To be able to receive our newsletter, you need a valid e-mail-address. The e-mail-address you entered will be checked by us (double opt-in) to the effect whether you are the owner of the indicated e-mail-address or rather the owner has authorized the receipt of the newsletter. With your registration to our newsletter we will store your IP address and the date as well as the time of your registration. This serves our protection, if a third party misuses your e-mail address and subscribes your newsletter without your knowledge. Only when you click on our confirmation link, your e-mail address will be included in our mailing list.

With your agreement, we collect your usage patterns on the web presences operated by us and the newsletters sent by us.

For this purpose, we use https://mailchimp.com.

The legal basis for this is the existence of an appropriate consent according to art. 6 paragraph 1 lit a GDPR.

Consent
Consent Newsletter
Referring to the usage of your personal data for the receipt of our newsletter, you will be asked for an agreement at the given location as follows: I agree with the receipt of the newsletter which includes information about the offer of Riding Dinner OG. Further information about the newsletter dispatch can be found in our privacy policy.

Addressees/Categories of addressees
The Rocket Science Group, LLC is as external processor indentured to carrying out the newsletter dispatch (Mailchip) according to article 28 GDPR.

Newsletter-Tracking
Our newsletters include so-called web bugs, with which we can detect whether and when an e-mail has been opened and which links have been followed in the e-mail by the personalized addressee. These data are being stored by us so we can optimally adapt our newsletters to the wishes and interests of our subscribers. With the revocation of the agreement for the receipt of our newsletter, the agreement to the tracking will also be revoked.

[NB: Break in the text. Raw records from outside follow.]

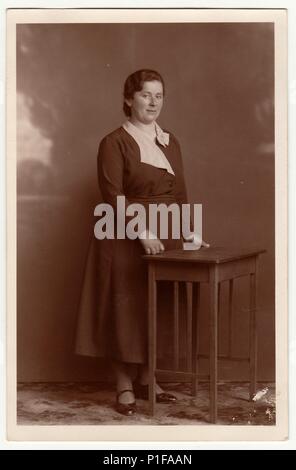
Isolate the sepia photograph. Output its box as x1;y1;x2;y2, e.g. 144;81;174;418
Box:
7;9;288;441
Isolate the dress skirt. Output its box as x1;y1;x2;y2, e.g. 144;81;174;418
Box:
75;128;186;364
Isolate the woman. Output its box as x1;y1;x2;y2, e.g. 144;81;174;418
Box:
77;70;207;415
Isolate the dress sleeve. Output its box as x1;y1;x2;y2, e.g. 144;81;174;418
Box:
98;136;124;207
98;136;147;238
172;136;188;206
171;135;194;241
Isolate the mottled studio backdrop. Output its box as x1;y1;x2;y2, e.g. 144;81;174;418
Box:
17;23;275;381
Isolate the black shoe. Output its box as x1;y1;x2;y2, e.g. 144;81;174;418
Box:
115;389;137;416
134;383;177;403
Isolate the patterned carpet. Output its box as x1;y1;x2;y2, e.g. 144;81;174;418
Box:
18;382;275;426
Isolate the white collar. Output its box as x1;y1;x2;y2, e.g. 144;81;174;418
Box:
122;120;175;175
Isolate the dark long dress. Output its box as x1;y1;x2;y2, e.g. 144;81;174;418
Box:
76;127;187;363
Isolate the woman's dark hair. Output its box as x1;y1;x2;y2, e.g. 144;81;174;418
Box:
123;69;164;117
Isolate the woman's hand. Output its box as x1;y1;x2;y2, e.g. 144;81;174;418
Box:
140;238;164;255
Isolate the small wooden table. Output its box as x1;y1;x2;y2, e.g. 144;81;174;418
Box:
144;248;266;423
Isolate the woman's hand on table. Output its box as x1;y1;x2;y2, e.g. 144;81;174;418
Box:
141;238;164;255
140;230;165;255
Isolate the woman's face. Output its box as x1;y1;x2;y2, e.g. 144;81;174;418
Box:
126;80;163;124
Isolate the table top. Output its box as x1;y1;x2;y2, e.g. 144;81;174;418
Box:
143;247;266;264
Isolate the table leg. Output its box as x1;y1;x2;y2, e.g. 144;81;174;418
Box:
250;258;258;400
186;282;192;372
174;281;180;370
148;264;157;416
210;265;218;423
191;283;200;397
227;279;234;358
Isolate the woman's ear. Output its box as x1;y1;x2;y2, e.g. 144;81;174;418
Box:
124;98;133;107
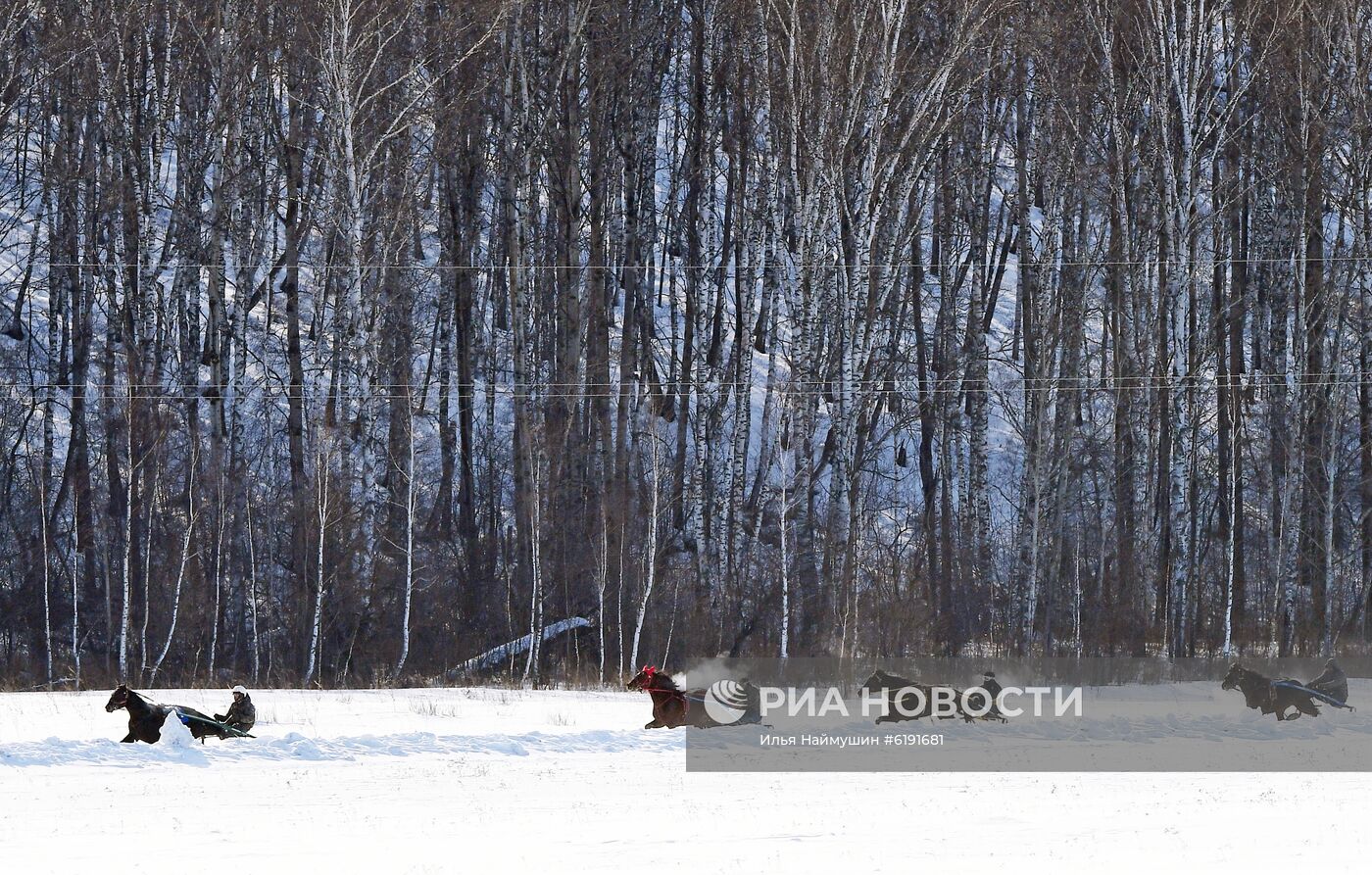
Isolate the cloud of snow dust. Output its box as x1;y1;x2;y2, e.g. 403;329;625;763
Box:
672;656;742;690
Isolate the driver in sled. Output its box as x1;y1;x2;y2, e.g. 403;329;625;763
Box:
1304;659;1348;704
214;684;257;732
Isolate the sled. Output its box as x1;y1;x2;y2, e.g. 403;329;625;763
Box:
172;707;257;738
1272;680;1357;711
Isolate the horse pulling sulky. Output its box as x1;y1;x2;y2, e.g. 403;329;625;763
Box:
104;683;254;745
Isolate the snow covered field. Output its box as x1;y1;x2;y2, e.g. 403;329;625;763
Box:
0;682;1372;872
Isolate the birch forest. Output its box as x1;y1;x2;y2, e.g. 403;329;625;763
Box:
0;0;1372;687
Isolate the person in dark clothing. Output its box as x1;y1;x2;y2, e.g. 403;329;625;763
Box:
1304;659;1348;703
980;672;1002;717
214;684;257;732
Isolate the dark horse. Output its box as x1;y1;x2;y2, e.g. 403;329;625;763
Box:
625;665;761;730
861;668;1005;723
1220;662;1320;720
104;683;247;745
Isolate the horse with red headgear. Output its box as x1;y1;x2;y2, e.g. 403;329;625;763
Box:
625;665;761;730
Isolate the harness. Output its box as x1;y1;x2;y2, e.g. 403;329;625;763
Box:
633;665;691;720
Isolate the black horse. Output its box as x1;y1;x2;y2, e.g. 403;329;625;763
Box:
861;668;1005;723
625;665;761;730
104;683;253;745
1220;662;1320;720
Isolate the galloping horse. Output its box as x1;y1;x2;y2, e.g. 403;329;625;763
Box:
1220;662;1328;720
104;683;247;745
625;665;761;730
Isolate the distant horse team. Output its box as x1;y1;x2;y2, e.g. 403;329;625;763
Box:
1220;659;1355;720
104;659;1354;745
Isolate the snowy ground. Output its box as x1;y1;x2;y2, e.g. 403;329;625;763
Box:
0;682;1372;872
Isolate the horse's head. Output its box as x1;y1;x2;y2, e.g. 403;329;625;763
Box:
624;665;675;690
1220;662;1249;690
104;683;129;713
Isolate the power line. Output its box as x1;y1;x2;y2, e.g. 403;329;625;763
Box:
11;254;1372;273
10;371;1372;401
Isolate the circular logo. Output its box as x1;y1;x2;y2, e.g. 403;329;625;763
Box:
706;680;748;725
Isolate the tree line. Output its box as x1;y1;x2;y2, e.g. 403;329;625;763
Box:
0;0;1372;684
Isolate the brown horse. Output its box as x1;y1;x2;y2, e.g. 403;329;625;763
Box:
1220;662;1320;720
860;668;1005;723
625;665;761;730
104;683;253;745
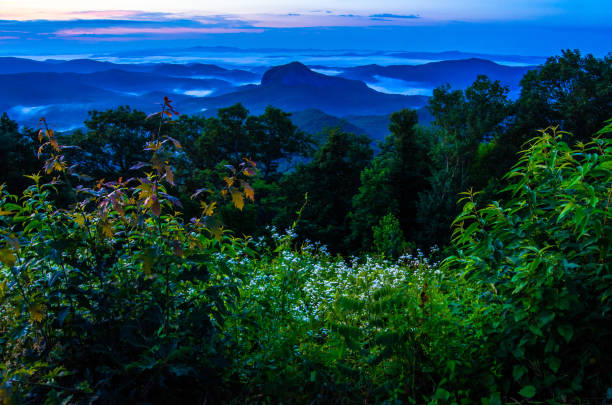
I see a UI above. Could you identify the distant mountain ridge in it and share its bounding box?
[0,57,528,129]
[340,58,534,90]
[191,62,427,116]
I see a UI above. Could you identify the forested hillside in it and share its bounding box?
[0,51,612,404]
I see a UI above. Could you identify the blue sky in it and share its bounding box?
[0,0,612,56]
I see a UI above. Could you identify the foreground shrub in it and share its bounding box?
[444,125,612,402]
[0,100,252,403]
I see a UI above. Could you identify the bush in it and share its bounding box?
[444,125,612,402]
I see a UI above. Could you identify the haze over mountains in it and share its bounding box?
[0,57,533,138]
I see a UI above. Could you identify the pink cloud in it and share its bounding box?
[55,27,263,37]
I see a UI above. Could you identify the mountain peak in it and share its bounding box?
[261,62,326,86]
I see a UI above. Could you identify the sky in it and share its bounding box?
[0,0,612,56]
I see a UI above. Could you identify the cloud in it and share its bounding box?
[370,13,421,21]
[55,26,263,37]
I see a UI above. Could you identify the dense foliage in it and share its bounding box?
[0,52,612,404]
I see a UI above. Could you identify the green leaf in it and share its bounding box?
[519,385,536,398]
[0,248,17,267]
[548,357,561,373]
[557,324,574,343]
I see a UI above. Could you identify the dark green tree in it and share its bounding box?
[70,106,159,179]
[0,113,40,193]
[505,50,612,147]
[350,110,429,249]
[277,128,373,252]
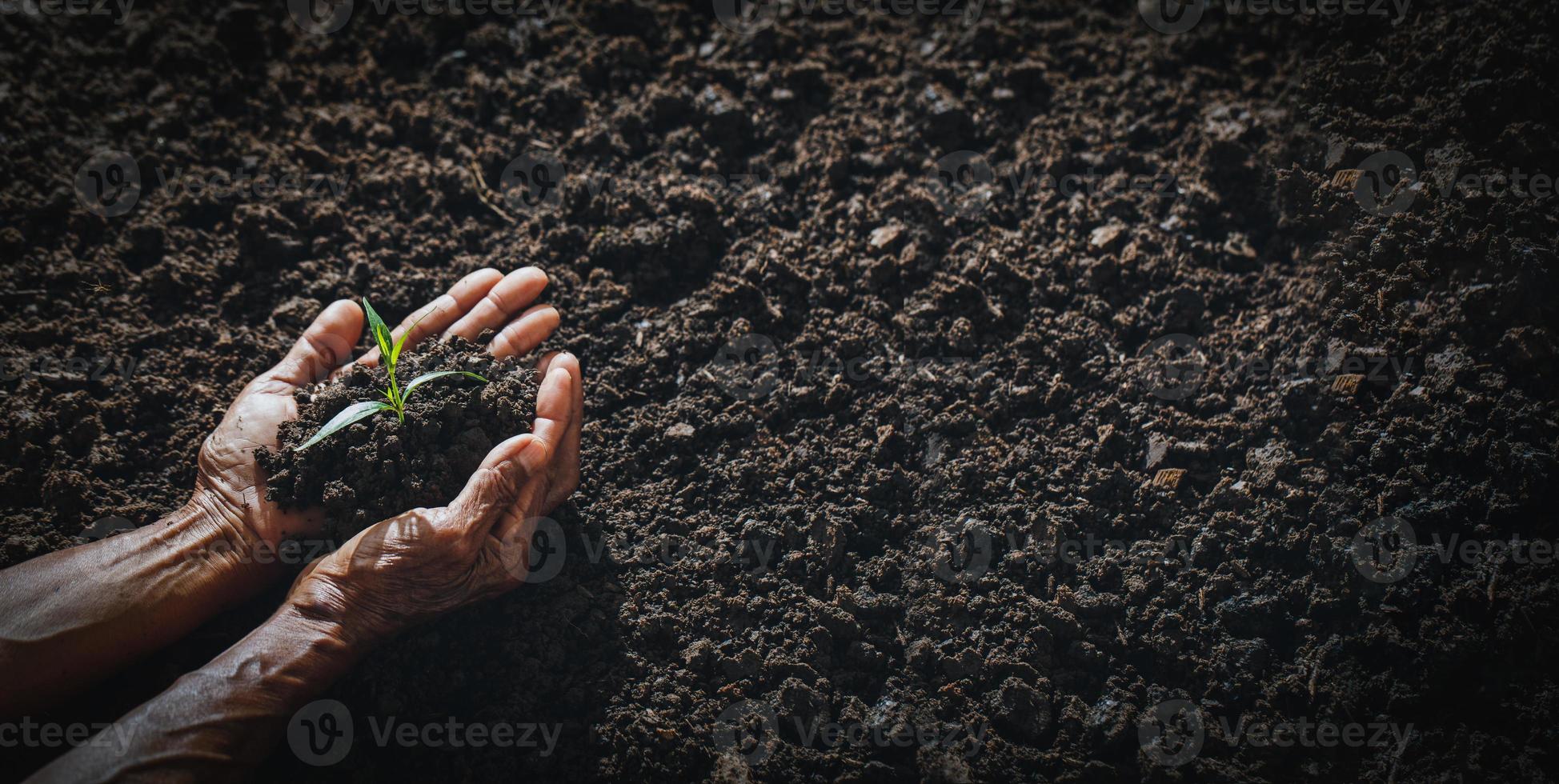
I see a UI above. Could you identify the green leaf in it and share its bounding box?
[296,401,395,452]
[401,371,488,401]
[390,307,438,365]
[363,296,395,368]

Storage time/Criteria for determining the storage duration
The storage time is three years if you’re not our client, otherwise until the revocation of your agreement.

Withdrawal/Revocation
You can cancel or revoke the subscription of our newsletter free of charge and anytime for future newsletters. Details for the cancellation can be found in the newsletters.

If you file an objection, the concerning contact address will be blocked for any further data processing for advertising purposes.

Due to technical specifications and the necessary lead time of advertisements, it can occur that you receive advertising material although you have filed an objection. This doesn’t mean that we don’t realize your objection but that the advertisement was processed at the same time. We thank you for your understanding.

4. Security measurements

In terms of art. 32 GDPR we take technical and organizational measures to protect the rights and liberties of persons.

5. Your rights

You can contact us anytime free of charge via e-mail to contact@ridingdinner.com or contact@365days.atcontact@365days.at or by post because of the data protection regulations. This concerns questions about the gathering, processing or usage of your personal data and the legal claims like information, correction, blocking, deletion, transfer or a revocation of a consent.

If there are changes of your personal data, e.g. name change, change of the company headquarters etc., we ask for a notification in this connection.

We will react to all appropriate inquiries in accordance with the law free of change and immediately. We inform you that a legal duty to preserve can stand in the way of a deletion or a revocation.

If you think that the processing of data contravenes the data protection law or your data protection claims have been violated in any other means, you can complain at the regulatory authority. In Austria, the data protection authority is in charge.